More on Savage and monogamy
Our August 23 cover story on monogamy and Dan Savage has
gotten a lot of feedback, both positive and negative. Benjamin Dueholm offers a
nuanced take on the ways the popular sex columnist is beating pastors at their
own game--and the ways Savage's ethical worldview falls short. Some readers
seem too stuck on the first point--"the Christian
Century believes we should be instructed by an advice columnist," crows Joe Carter at First Things--to hear Dueholm out on the second.
In a post on his personal blog, Dueholm comments on
a recent Savage Love column that I'm sure he would have discussed in the Century if the column had been published
sooner. Savage strongly criticizes a husband who's been evasive about his
possible adultery--"not because of the cheating--monogamy isn't important to
me--but because of the lying and the bullying." The husband has been crediting
Savage for his own progressive views on monogamy.

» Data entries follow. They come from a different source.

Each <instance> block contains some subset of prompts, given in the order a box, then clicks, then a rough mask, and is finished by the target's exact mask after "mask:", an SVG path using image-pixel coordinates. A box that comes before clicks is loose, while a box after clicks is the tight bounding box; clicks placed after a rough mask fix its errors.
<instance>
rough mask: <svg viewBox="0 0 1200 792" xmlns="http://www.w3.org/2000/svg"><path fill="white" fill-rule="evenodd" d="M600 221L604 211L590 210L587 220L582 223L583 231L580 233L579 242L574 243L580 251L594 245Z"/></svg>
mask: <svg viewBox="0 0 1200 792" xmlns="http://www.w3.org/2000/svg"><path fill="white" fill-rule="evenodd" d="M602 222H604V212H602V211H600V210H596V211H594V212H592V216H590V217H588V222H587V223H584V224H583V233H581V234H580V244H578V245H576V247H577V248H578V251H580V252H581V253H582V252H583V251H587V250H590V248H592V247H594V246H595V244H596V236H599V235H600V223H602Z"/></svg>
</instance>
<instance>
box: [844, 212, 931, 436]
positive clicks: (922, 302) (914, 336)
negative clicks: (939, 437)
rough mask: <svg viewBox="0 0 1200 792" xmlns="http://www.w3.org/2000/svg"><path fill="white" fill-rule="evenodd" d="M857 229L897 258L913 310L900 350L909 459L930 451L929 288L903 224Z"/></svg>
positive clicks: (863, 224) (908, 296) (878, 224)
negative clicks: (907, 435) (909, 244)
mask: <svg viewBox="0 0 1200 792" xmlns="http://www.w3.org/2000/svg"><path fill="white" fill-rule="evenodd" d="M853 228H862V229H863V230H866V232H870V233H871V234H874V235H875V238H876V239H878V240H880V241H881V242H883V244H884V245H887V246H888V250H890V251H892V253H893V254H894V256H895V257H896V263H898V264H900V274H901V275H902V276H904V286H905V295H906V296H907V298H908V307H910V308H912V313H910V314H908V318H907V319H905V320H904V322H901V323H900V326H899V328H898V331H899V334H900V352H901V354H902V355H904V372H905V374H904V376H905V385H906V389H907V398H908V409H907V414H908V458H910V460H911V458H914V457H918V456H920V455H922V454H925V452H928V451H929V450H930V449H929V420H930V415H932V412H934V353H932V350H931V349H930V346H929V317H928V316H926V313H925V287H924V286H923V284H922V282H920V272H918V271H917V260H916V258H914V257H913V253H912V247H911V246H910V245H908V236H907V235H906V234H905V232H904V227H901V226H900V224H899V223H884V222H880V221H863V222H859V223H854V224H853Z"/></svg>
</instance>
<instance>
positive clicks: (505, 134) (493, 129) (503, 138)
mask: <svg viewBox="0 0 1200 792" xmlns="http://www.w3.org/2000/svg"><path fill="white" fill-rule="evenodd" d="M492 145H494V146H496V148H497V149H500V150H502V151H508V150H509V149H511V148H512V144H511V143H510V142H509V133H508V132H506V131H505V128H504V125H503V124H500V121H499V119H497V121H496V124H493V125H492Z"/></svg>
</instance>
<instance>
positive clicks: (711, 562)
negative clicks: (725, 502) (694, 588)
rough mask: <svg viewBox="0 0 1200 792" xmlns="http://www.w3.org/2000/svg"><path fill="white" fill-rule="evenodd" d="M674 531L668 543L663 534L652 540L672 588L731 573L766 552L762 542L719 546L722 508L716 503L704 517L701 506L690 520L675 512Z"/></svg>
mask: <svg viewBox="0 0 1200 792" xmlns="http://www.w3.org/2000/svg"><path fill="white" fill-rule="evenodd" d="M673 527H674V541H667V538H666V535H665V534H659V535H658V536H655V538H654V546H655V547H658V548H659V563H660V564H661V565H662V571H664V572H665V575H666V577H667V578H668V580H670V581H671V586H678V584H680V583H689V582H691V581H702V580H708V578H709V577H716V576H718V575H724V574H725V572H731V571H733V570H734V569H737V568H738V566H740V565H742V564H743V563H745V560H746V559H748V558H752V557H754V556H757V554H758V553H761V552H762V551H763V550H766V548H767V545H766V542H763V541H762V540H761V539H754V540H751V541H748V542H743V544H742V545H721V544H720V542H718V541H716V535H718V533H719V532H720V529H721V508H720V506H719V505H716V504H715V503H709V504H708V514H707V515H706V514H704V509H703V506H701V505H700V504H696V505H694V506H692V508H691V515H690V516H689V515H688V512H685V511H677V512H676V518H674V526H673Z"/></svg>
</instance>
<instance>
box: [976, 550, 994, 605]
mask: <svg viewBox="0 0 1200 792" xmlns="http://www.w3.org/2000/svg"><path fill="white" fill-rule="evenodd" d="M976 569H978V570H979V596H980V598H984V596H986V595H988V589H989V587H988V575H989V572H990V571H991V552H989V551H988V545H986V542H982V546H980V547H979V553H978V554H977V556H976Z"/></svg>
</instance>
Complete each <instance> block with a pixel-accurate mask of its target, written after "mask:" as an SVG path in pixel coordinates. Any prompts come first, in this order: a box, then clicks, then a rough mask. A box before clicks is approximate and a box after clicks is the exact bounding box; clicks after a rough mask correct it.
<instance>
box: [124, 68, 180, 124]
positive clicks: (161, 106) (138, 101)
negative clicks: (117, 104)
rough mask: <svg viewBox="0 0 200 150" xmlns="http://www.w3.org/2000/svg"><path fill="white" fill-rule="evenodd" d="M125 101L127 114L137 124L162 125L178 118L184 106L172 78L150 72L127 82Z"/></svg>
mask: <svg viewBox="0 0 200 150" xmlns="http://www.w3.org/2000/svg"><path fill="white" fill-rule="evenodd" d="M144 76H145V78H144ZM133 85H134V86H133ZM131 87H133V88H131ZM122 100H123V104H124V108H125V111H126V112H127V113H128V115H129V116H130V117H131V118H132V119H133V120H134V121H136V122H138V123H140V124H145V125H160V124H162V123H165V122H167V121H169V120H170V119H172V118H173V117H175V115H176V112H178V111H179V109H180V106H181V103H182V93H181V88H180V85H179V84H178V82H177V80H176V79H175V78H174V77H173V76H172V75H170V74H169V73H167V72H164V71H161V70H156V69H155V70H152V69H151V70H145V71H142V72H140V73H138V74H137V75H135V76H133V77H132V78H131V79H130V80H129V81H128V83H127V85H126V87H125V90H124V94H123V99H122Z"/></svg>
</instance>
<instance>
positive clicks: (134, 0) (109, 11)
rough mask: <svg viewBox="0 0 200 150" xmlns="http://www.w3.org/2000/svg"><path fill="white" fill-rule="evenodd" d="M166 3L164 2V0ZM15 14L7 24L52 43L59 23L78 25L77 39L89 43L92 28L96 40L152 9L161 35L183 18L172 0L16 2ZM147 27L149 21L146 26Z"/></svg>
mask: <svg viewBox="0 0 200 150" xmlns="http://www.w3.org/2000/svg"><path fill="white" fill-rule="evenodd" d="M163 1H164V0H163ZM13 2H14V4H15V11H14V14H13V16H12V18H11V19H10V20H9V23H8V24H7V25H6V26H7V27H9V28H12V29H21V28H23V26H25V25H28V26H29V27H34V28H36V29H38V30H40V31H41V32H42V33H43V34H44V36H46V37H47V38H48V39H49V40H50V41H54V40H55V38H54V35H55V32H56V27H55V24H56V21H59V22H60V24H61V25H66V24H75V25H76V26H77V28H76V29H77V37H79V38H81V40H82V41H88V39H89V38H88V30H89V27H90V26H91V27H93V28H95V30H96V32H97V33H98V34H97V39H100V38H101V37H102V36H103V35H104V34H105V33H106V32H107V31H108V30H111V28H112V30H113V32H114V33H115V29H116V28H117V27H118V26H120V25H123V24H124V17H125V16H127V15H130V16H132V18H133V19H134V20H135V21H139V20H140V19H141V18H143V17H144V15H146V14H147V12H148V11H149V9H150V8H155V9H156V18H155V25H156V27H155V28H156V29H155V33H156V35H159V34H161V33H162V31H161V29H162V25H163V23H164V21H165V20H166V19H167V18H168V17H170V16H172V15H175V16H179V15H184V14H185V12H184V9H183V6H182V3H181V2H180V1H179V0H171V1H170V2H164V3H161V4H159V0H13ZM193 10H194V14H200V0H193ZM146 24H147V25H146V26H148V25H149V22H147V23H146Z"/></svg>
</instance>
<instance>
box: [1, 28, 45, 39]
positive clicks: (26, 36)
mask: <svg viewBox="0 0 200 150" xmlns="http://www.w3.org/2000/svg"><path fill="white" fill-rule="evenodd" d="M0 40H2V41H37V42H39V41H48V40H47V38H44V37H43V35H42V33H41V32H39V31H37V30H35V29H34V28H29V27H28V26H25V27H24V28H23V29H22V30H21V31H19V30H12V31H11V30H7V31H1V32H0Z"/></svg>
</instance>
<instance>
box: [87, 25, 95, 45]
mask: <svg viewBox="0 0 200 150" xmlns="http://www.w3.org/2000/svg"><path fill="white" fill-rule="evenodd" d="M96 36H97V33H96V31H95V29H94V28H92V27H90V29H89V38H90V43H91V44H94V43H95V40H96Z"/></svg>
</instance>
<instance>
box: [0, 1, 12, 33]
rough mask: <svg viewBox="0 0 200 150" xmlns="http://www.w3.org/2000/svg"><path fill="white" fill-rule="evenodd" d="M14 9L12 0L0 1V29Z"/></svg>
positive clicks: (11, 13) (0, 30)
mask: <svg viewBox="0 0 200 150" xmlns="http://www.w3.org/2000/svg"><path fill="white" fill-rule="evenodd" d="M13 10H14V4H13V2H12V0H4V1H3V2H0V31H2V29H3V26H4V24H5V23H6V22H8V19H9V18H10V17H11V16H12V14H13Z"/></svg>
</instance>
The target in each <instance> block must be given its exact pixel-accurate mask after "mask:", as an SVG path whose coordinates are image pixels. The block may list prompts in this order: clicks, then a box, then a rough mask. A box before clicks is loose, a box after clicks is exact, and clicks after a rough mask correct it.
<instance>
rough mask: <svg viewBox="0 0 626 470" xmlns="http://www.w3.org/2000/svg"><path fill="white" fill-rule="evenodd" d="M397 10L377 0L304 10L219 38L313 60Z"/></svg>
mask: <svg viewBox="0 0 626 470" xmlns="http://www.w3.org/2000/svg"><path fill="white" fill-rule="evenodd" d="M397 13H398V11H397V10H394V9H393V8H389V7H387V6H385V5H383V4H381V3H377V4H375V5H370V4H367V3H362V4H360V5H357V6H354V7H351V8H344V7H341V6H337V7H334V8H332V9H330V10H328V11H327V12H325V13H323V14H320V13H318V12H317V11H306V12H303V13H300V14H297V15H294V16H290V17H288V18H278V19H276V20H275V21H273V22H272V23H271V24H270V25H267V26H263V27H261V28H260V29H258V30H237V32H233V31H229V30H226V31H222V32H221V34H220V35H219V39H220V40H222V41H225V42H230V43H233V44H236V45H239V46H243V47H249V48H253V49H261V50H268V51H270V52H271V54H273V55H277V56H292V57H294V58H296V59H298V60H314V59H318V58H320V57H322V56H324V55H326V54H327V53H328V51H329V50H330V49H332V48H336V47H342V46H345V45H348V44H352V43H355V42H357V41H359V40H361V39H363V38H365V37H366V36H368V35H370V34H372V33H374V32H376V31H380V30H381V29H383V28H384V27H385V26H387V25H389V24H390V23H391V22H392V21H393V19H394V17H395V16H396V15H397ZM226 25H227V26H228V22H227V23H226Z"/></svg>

Dueholm's incisive response
builds on his critique of Savage in our pages: while Savage claims to care not
about monogamy itself but about respecting agreements you've made with others,
his advice often suggests that monogamy maintains some sort of privileged
status. "You can't have sacred contracts over trivial things," Dueholm points
out. Provided you can handle strong language and frank talk about sex, you
really should read the whole post, which Dueholm aptly
titles "Monogamy's Ghost."
Meanwhile, USA Today reports that monogamy is
actually on the rise. Amanda Marcotte credits sexual liberation--if you're more
likely to be satisfied in your marriage, and less likely to feel social stigma
toward divorce, you're less likely to cheat. But E.J. Graff pokes some good-sized holes in this reading.